Из книги Петра Подгородецкого «Машина» с евреями».
«Вот чего в жизни я не делал и делать не собираюсь, так это всякой гадостью колоться. Другое дело — кокаин: на него я в 94-м году подсел, когда заработки «Машины» все мыслимые пределы превысили. Можно было подумать, что люди сговорились и стали тащить свои деньги членам коллектива, особенно Макаревичу, но и мы не обижены были, поскольку гонорары за концерты поровну делились.
Сколько мы заработали? Если период 1990-1999 годов взять, то Макар — три-четыре миллиона долларов, все остальные от 800 тысяч до миллиона с лишним.

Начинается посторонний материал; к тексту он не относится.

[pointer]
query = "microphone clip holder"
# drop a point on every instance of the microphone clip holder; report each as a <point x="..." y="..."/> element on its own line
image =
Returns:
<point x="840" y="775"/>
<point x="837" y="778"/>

Что касается меня, то из своего миллиона примерно половину на наркотики я потратил — примеру Шерлока Холмса и Феликса Дзержинского последовать подвигли меня компанейский характер и неуемная страсть к экспериментаторству.
Прослышав о том, что кокс дополнительные сексуальные ощущения дает или уже привычные усиливает, я решил перед сексом с ним позабавиться. Прокатило, и, что интересно, сначала никаких негативных последствий. Потом мне стало это необходимо для того, чтобы на концерте выложиться, затем просто для улучшения самочувствия и настроения. В то время очень многие известные люди нюхали — закладывать их Госнаркоконтролю не буду, но скажу, что я лично «делал это» с большинством самых известных ведущих нашего ТВ и большим количеством музыкальных звезд. Некоторые из них, как и я, с этой привычкой закончили, другие — продолжают: самое хреновое в этом то, что с течением времени все больше и больше порошка тебе требуется. До ломок у меня не доходило, поскольку деньги зарабатывались регулярно, но в конце 90-х на «снежок» 15-20 тысяч долларов в месяц я тратил.
Закончить с этим осенью 1999 года решил — просто надоело быть от чего-то в зависимости, и закончил. Теперь, когда меня спрашивают о том, как нюхать кокаин перестать, просто отвечаю: «Не нюхать, и все». Само сложное — не перестать это делать, а удержаться».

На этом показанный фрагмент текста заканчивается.